🤖 AI Summary
Address translation remains a critical performance bottleneck in modern systems, primarily due to the unpredictable nature of virtual-to-physical address (VA→PA) mappings. Existing solutions either rely on large pages or contiguous mappings—whose availability cannot be guaranteed—or incur prohibitive hardware modification costs with marginal gains. This paper proposes a software–hardware co-designed predictive address translation mechanism: the OS implements hash-driven memory allocation to establish predictable VA–PA mappings, while the hardware integrates a lightweight speculative engine enabling concurrent prefetching of data and multi-level page table entries. Crucially, our approach eliminates dependence on large pages or memory contiguity assumptions, substantially reducing TLB miss penalties. Evaluated across 11 data-intensive benchmarks, it achieves 27% average speedup in native execution and 20% in virtualized environments, with a 9% improvement in energy efficiency. RTL validation confirms minimal hardware overhead.
📝 Abstract
Address translation is a major performance bottleneck in modern computing systems. Speculative address translation can hide this latency by predicting the physical address (PA) of requested data early in the pipeline. However, predicting the PA from the virtual address (VA) is difficult due to the unpredictability of VA-to-PA mappings in conventional OSes. Prior works try to overcome this but face two key issues: (i) reliance on large pages or VA-to-PA contiguity, which is not guaranteed, and (ii) costly hardware changes to store speculation metadata with limited effectiveness.
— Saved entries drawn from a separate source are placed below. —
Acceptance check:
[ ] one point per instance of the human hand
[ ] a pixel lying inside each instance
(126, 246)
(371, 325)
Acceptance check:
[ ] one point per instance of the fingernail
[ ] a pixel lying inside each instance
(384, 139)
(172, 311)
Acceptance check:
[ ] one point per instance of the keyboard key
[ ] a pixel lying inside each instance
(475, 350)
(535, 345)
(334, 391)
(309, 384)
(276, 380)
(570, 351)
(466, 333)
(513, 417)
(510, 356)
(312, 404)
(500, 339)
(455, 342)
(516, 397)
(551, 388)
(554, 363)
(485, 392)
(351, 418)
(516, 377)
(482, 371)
We introduce Revelator, a hardware-OS cooperative scheme enabling highly accurate speculative address translation with minimal modifications. Revelator employs a tiered hash-based allocation strategy in the OS to create predictable VA-to-PA mappings, falling back to conventional allocation when needed. On a TLB miss, a lightweight speculation engine, guided by this policy, generates candidate PAs for both program data and last-level page table entries (PTEs). Thus, Revelator (i) speculatively fetches requested data before translation resolves, reducing access latency, and (ii) fetches the fourth-level PTE before the third-level PTE is accessed, accelerating page table walks.
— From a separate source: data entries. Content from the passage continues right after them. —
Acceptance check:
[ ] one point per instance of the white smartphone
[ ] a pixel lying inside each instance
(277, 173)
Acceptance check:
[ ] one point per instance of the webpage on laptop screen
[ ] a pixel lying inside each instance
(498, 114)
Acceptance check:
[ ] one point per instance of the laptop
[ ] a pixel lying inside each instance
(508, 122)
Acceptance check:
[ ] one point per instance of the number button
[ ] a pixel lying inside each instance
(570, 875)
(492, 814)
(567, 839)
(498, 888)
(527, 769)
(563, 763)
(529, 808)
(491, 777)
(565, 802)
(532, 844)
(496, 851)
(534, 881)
We prototype Revelator's OS support in Linux and evaluate it in simulation across 11 diverse, data-intensive benchmarks in native and virtualized environments. Revelator achieves average speedups of 27% (20%) in native (virtualized) settings, surpasses a state-of-the-art speculative mechanism by 5%, and reduces energy use by 9% compared to baseline. Our RTL prototype shows minimal area and power overheads on a modern CPU.